The ECDC coordinates the annual European Antibiotic Awareness Day on 18 November to raise awareness of the problem of drug resistance.


The UK strategy
In the UK, the Chief Medical Officer and Chief Scientific Officer to the Department of Health, Dame Sally Davies, made AMR the focus of her annual report in 2011. The report set out the scale of the threat of antimicrobial resistance and made the case for action. This was followed in 2013 by the Department of Health 'Five-year antimicrobial resistance strategy'. The strategy aims to:

  • improve the knowledge and understanding of AMR
  • conserve and steward the effectiveness of existing treatments
  • stimulate the development of new antibiotics, diagnostics and novel therapies

As a result of this strategy, AMR has been added to the National Security Risk Assessment, the government’s long-term risk register. Public Health England (PHE), the Department for Environment, Food and Rural Affairs (Defra) and the Department of Health are leading the implementation of the UK five-year antimicrobial resistance strategy. There have also been two government reports. The UK government Science and Technology Committee published its findings in the “Ensuring access to antimicrobials” report in 2013 and in 2016 an independent review on antimicrobial resistance called “Tackling Drug –Resistant Infections Globally: Final Report and Recommendations”, led by Lord O’Neill, published its final report. The report included ten recommendations for tackling drug-resistant infections across the globe. If you would like to read more, please see the Review on Antimicrobial Resistance.

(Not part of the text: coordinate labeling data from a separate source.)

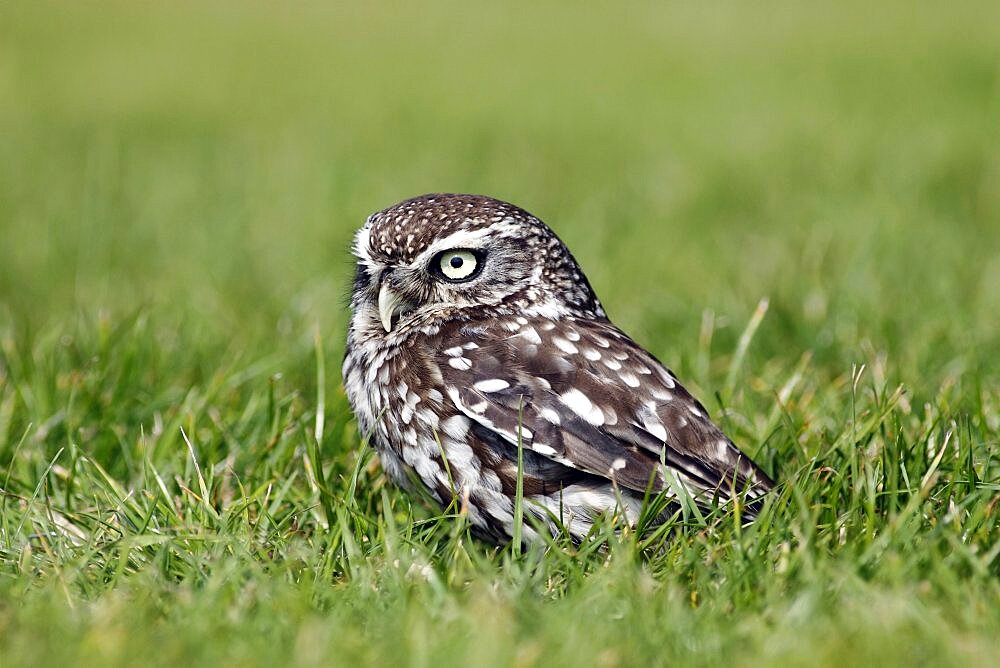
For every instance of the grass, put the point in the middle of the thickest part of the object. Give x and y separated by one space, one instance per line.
180 476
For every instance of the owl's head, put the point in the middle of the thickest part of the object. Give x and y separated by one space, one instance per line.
436 255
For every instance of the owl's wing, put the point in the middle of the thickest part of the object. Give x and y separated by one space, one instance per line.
582 393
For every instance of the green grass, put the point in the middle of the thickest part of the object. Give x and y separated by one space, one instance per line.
181 480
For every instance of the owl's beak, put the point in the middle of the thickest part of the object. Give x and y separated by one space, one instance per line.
390 304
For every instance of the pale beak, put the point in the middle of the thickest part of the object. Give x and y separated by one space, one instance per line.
390 303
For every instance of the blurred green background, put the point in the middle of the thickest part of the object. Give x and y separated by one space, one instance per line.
179 183
212 159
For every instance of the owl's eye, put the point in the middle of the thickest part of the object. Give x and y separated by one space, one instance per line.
457 264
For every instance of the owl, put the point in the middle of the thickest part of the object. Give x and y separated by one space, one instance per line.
475 337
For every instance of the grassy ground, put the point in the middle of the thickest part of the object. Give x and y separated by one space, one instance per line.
180 477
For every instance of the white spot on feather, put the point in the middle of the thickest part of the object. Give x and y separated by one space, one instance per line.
460 363
656 429
629 378
491 385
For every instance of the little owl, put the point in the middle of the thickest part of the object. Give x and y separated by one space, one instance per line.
475 335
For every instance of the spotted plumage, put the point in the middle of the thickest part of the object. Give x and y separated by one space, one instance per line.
474 331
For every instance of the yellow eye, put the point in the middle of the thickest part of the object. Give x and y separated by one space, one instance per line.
457 264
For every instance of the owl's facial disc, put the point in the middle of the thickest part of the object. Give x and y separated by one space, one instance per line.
452 266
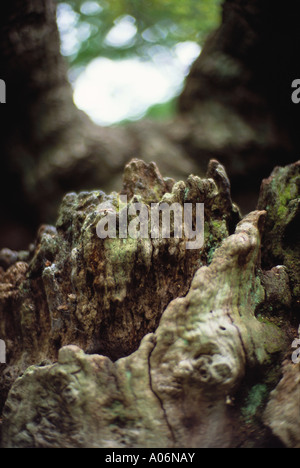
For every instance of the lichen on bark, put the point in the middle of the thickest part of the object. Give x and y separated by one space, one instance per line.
184 337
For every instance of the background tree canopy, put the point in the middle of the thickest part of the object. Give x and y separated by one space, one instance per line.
146 25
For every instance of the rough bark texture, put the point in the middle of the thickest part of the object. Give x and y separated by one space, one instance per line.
236 107
203 375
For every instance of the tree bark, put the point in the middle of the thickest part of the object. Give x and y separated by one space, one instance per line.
191 342
236 107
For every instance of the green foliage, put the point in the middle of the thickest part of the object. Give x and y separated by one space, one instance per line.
158 23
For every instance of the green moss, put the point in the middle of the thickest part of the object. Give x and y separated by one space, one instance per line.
254 401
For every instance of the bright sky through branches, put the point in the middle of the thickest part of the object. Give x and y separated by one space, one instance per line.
110 91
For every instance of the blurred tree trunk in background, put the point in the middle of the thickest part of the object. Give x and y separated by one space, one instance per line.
236 107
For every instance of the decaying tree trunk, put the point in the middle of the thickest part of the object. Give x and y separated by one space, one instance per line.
236 107
191 342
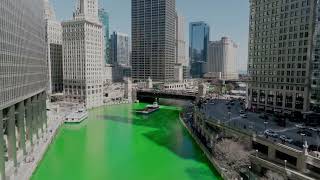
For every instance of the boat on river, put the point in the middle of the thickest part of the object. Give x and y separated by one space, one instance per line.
149 109
77 117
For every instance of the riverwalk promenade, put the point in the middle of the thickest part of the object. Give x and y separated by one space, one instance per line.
29 164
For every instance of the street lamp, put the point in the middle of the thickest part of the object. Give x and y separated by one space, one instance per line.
302 137
285 164
249 172
229 114
265 124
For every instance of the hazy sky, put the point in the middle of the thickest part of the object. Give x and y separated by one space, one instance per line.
225 17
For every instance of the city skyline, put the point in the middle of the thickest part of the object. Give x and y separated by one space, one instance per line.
224 20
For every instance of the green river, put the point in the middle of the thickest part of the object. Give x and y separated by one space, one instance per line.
116 144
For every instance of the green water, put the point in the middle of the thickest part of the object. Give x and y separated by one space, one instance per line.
116 144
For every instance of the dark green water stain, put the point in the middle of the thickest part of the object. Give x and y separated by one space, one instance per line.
116 144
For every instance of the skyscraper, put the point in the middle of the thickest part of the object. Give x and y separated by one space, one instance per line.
180 41
280 55
153 39
23 78
315 68
120 49
104 19
222 59
198 48
86 10
83 56
54 50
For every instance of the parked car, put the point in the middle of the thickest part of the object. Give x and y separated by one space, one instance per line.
286 139
244 115
271 133
264 116
298 143
314 129
307 133
300 126
314 147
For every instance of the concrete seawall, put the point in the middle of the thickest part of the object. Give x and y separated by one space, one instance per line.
204 149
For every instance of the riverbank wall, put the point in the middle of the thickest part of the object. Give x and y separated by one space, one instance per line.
215 164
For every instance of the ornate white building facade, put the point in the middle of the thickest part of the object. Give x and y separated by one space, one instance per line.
83 56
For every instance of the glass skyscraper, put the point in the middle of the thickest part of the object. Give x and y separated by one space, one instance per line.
104 19
153 39
198 48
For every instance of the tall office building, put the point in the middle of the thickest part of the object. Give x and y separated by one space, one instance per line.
86 10
120 58
104 20
83 56
120 49
181 60
315 68
198 48
280 55
153 39
222 59
54 50
23 78
180 41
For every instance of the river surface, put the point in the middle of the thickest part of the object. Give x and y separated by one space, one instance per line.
114 143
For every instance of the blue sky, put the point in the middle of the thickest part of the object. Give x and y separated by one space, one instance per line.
225 17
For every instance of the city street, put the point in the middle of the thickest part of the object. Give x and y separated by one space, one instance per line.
218 110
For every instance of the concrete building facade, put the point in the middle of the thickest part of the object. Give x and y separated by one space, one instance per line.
104 20
153 39
280 55
83 56
54 50
315 67
23 78
222 59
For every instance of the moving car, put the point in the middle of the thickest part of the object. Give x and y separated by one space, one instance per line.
307 133
314 129
271 133
244 115
300 126
264 116
286 139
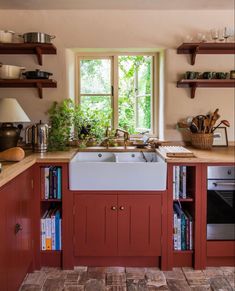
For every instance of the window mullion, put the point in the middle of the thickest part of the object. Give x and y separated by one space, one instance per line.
115 91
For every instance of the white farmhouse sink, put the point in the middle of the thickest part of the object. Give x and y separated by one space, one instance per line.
117 171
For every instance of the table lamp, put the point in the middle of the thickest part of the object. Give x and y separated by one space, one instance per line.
10 112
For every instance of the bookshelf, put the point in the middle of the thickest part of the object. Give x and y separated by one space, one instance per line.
183 214
51 189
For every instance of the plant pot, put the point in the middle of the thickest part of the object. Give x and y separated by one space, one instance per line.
202 141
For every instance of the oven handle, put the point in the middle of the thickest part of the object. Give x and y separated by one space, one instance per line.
224 184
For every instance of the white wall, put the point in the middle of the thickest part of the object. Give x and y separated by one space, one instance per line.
125 29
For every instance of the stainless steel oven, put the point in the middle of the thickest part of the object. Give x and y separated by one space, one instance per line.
220 203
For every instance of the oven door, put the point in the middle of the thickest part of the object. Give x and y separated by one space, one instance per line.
220 210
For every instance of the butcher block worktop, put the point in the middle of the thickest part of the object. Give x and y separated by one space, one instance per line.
215 155
12 169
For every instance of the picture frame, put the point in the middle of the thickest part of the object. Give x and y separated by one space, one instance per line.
220 137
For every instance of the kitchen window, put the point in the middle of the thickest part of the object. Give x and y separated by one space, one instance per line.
123 86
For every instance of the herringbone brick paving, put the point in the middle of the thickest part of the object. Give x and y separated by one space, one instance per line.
130 279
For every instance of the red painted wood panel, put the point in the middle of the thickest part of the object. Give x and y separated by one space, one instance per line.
3 243
95 225
17 247
13 239
139 225
221 249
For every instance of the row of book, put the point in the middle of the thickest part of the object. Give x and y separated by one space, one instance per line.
179 182
182 229
51 184
51 230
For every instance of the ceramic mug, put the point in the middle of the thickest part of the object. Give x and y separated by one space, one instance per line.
190 75
221 75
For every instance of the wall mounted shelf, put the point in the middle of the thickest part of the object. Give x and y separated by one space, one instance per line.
39 49
24 83
194 84
206 48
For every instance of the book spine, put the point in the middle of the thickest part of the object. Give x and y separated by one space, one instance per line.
183 232
43 235
60 235
175 232
177 181
174 182
183 171
190 234
187 233
53 233
59 184
46 183
179 233
51 183
55 183
48 233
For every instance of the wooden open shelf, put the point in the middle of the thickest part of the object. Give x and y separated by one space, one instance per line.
206 48
38 49
51 200
184 200
24 83
215 83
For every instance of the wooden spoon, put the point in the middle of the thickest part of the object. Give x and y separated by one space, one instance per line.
15 154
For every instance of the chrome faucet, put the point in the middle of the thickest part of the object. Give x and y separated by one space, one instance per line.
126 135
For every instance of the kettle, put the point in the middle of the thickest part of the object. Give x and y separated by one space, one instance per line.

These ten recommendations are:

  • A massive global public awareness campaign
  • Improve hygiene and prevent the spread of infection
  • Reduce unnecessary use of antimicrobials in agriculture and their dissemination into the environment
  • Improve global surveillance of drug resistance and antimicrobial consumption in humans and animals
  • Promote new, rapid diagnostics to cut unnecessary use of antibiotics
  • Promote development and use of vaccines and alternatives
  • Improve the numbers, pay and recognition of people working in infectious disease
  • Establish a Global Innovation Fund for early-stage and non-commercial research
  • Better incentives to promote investment for new drugs and improving existing ones
  • Build a global coalition for real action – via the G20 and the UN

The seriousness of the threat has resulted in an increase in research funding for drug-resistant infection research, including major joint investment from the UK Research Councils and through government agencies. Antimicrobial resistance was also voted by the public as the winning theme for the 2014 Longitude prize. The £10M prize will be awarded to whoever can solve the challenge to develop a diagnostic tool which will revolutionise the accuracy with which antimicrobials can be prescribed.


Research at Imperial College
The Health Protection Research Unit in HCAI and AMR at Imperial College was established in 2014 to carry out research in this area and you can read about the work in each of our themes on our Research themes page. The College has also established the Antimicrobial Research Network to bring together work from across the College which is relevant in tackling the threat of resistance.